Monday, Dec. 25, 1989
East-West Peering into Europe's Future
By J.F.O. McAllister
"Present at the creation." That was how Dean Acheson, Harry Truman's Secretary of State, described the crucial role of American officials in the birth of postwar Europe. Conceiving the Marshall Plan and midwifing NATO, U.S. officials went on to deploy America's power at its zenith to shape the framework of European security for two generations.
So what is the role of George Bush and Secretary of State James Baker in creating the emerging post-postwar European order? Until now the U.S. Administration has seemed like a father pacing in a waiting room: proud that things have come so far, intensely interested in the outcome, but not able to do much more than drum his fingers -- and worry quietly about whether the baby will be healthy.
^ Last week Baker bolted into the delivery room to lend a hand. In addition to inspecting the Berlin Wall and meeting East German Prime Minister Hans Modrow, Baker proposed a revamped role for the U.S. in the "whole and free" Europe that is aborning. Its theme: to refurbish existing international bodies so that they can bear new loads as they shed others. Although framed in general terms, the plan nonetheless displayed a creative flair and reassured allies that the U.S. intends to remain, in Baker's words, part of "Europe's neighborhood."
Baker's ideas for recasting the structures of U.S.-European cooperation -- dubbed "Bakerstroika" by British pundits -- were a first cut at answering a question implicit in the collapse of the Iron Curtain and the end of the cold war: as the Soviet military threat shrinks, what does Europe need with the U.S.? The decline of Soviet power, the growing vitality of the European Community and the rush to reunify Germany require the U.S. to contemplate European ties based less on fear of Moscow's intentions and more on healthy economic and political competition.
The smartest way to keep a U.S. hand in Europe, Baker reasoned, is to adapt existing international groups to the new reality. The Conference on Security and Cooperation in Europe, a 35-member body that includes the two superpowers, has met periodically since it produced the 1975 Helsinki agreement, which ratified postwar borders and set minimum human-rights standards. But a single country's veto blocks decisions there, making it an awkward vehicle for asserting U.S. leadership in Europe. The European Community, on its part, cannot accept the U.S. as a member. That leaves NATO, where the U.S. has long been first among equals, as the heavy lifter in Baker's refurbished Atlantic house. By encouraging the alliance to become the main forum for setting Western defense policy, Baker wants to upgrade NATO to be the key transatlantic body, even after reductions in defense budgets and troop levels have undercut the group's traditional source of strength.

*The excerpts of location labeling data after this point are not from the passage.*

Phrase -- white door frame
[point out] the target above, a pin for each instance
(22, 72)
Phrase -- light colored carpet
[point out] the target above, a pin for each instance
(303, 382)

European allies praised Baker's scheme. France and Britain welcome the U.S. as a counterweight to the colossus of a future reunited Germany, though France objects to ceding greater authority to NATO. And Germans themselves seem relieved that the U.S. is determined to remain a European power. Worry is widespread in both Bonn and East Berlin that East Germans' mounting anger at the Communist regime, coupled with emotional longings for "one German * fatherland," could result in violent demonstrations that would paralyze the government. The new leader of the East German Communist Party, Gregor Gysi, last week appealed to the U.S. to play a vigorous role in Europe, mostly to dampen West German pressure for absorbing his country.
Meanwhile, demonstrations in Bulgaria showed both the importance of updating the Atlantic alliance and the difficulty of drafting plans in the face of swiftly moving events. Continuing its plunge into reform, the Bulgarian Communist Party last week expelled Todor Zhivkov, its leader for 35 years, and announced that free elections would be held in May. When the parliament postponed until January a vote on ending the Communist Party's monopoly of power, 50,000 jeering protesters encircled the parliament building. As Josef Joffe, foreign editor of the Suddeutsche Zeitung, observed, "If only there weren't all these people in the streets . . . who will yet foul up many of the designs made by diplomats."